We might be over-hyping it, but we ARE in the heart-of-the-heart of virus country, so we’ve decided to limit our contact with the wider world. No theaters, restaurants, or shopping malls, no bus to the office and no gym.

We fill our days with a lot of Netflix and Prime Video and we read. I’m working on Jill Lepore’s These Truths: A History of the United States and Willie Nelson’s It’s a Long Story: My Life while M catches up on our pile of New Yorkers.

My guilty pleasure and relief valve is tennis, which I justify because the facility is large, the number of people small, and good ventilation with plenty of Purrell. Donald Trump may not cancel his upcoming campaign rallies, but you know this virus business is no “hoax” when the Indian Wells PNB Paribas tennis tournament, one of the biggest events on the tennis calendar, is canceled two days before its scheduled first matches. All the players are there. Two weeks worth of tickets sold, and spectators who have traveled from around the world. It’s a big deal.

It’s not as if America has not faced a viral contagion in the past, and many of the same factors are in play today. The 1918 Spanish Flu epidemic killed more than 20 million worldwide and 675,000 in the US, and President Wilson like Trump was notably silent on the issue and had no strategy to mitigate the damage.
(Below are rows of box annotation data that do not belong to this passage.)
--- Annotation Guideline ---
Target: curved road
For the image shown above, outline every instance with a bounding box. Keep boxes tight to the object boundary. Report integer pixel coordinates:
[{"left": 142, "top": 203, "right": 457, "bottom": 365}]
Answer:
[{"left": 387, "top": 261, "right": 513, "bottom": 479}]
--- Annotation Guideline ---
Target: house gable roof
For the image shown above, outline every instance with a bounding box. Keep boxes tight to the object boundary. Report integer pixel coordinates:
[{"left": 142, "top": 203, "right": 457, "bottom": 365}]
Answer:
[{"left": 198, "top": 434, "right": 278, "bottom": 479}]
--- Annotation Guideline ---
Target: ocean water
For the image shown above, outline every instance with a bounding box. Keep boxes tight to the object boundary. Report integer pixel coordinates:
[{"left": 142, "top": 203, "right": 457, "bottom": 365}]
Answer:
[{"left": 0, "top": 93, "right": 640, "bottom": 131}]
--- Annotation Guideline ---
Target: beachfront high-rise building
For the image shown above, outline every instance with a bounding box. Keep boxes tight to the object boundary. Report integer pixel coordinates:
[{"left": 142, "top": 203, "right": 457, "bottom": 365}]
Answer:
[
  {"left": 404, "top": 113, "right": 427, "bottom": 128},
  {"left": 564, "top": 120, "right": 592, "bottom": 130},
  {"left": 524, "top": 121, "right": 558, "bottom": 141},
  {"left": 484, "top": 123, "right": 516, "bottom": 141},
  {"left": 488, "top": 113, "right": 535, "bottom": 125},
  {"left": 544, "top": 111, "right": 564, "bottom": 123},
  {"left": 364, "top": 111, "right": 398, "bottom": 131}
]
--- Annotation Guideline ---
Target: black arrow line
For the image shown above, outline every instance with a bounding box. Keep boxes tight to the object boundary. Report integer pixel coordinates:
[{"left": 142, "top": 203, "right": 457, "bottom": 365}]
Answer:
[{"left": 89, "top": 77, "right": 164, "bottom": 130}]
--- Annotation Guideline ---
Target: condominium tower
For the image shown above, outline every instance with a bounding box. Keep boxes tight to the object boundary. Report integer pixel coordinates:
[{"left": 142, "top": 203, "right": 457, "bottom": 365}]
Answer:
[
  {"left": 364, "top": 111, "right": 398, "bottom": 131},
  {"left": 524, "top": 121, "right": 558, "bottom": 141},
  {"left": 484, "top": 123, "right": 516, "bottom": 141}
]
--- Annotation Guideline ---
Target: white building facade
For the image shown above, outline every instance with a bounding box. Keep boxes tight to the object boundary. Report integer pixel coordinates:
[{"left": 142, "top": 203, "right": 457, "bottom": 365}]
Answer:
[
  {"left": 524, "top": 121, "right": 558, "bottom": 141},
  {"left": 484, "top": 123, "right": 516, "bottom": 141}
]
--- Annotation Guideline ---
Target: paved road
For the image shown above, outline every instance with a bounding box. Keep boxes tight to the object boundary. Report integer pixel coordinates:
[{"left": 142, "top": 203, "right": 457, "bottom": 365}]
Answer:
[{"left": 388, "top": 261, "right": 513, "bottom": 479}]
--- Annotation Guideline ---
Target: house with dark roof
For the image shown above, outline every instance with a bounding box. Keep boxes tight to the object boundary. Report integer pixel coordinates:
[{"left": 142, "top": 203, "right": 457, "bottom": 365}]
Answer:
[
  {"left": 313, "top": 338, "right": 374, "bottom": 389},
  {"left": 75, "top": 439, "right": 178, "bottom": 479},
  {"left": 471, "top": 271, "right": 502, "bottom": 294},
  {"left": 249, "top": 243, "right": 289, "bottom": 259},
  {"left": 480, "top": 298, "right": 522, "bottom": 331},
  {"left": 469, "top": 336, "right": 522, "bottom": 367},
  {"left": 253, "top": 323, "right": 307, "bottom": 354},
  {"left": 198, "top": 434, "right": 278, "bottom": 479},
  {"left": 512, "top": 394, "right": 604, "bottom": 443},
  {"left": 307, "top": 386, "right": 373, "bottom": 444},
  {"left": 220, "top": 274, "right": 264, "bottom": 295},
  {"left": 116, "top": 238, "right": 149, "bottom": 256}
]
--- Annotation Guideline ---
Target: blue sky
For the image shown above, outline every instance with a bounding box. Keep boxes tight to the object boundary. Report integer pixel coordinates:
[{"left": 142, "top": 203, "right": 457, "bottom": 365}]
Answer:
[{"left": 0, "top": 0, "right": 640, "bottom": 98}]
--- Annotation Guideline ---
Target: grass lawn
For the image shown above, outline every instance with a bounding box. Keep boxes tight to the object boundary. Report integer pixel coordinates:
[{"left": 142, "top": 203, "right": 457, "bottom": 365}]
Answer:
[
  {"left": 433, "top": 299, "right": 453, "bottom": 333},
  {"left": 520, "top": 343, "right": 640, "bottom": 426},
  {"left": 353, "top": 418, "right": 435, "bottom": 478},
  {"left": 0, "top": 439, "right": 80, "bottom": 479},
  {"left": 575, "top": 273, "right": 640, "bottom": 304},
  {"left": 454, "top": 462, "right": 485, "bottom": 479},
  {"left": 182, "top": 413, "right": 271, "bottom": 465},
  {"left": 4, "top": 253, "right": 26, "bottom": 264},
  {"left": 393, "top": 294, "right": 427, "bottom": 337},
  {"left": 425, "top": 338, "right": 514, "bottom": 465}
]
Then there were HIV/AIDS (1979-Present), SARS (2002-2004), MERS (2012-2014), Ebola (2013-Present) plus Asian Flu, Zika, etc. It makes no sense that a country as advanced as the US doesn’t have an emergency plan for ramping up an anti-virus campaign. Granted, the particular pathogen can’t be anticipated, but it seems like gross negligence for FEMA, CDC, and NIH not to have had a crisis plan ready to roll out when a new pathogen appears? Isn’t that their job?

As a pilot and lawyer, I’m accustomed to having a checklist to guide me through challenging situations. If the Pentagon has contingency plans for nuclear war, isn’t it reasonable for the federal and state governments to have contingency plans for a Black Swan health event like coronavirus?

On Friday Trump blamed the Obama administration for handcuffing his ability to respond, but his handcuffs were waiting when he fired the entire pandemic response team in 2018 and cut funds to the infectious disease arm of the CDC. He’s looking for a scapegoat, but it isn’t Obama. The goat responsible is loose in the White House and it’s orange, two-legged, morbidly obese, and walking the halls with a serious comb-over.

Jack Bernard
Jack Bernard
Jack Bernard writes a blog, jackbernardstravels.com, about his encounters around the world. He has been a pilot, lawyer, restaurateur, NGO manager, and bicycle traveler. This essay first appeared in his blog and is reprinted with the author's permission.

3 COMMENTS

  1. Going through a similar lockdown. But keeping my spirits up with notes to self that we are living a charmed life – beautiful surroundings in our bucolic exile, family and friends close as a telephone call and the food and resources to weather the shutdown. I hope our state and national leaders can make people whole who are losing their security through no fault of their own.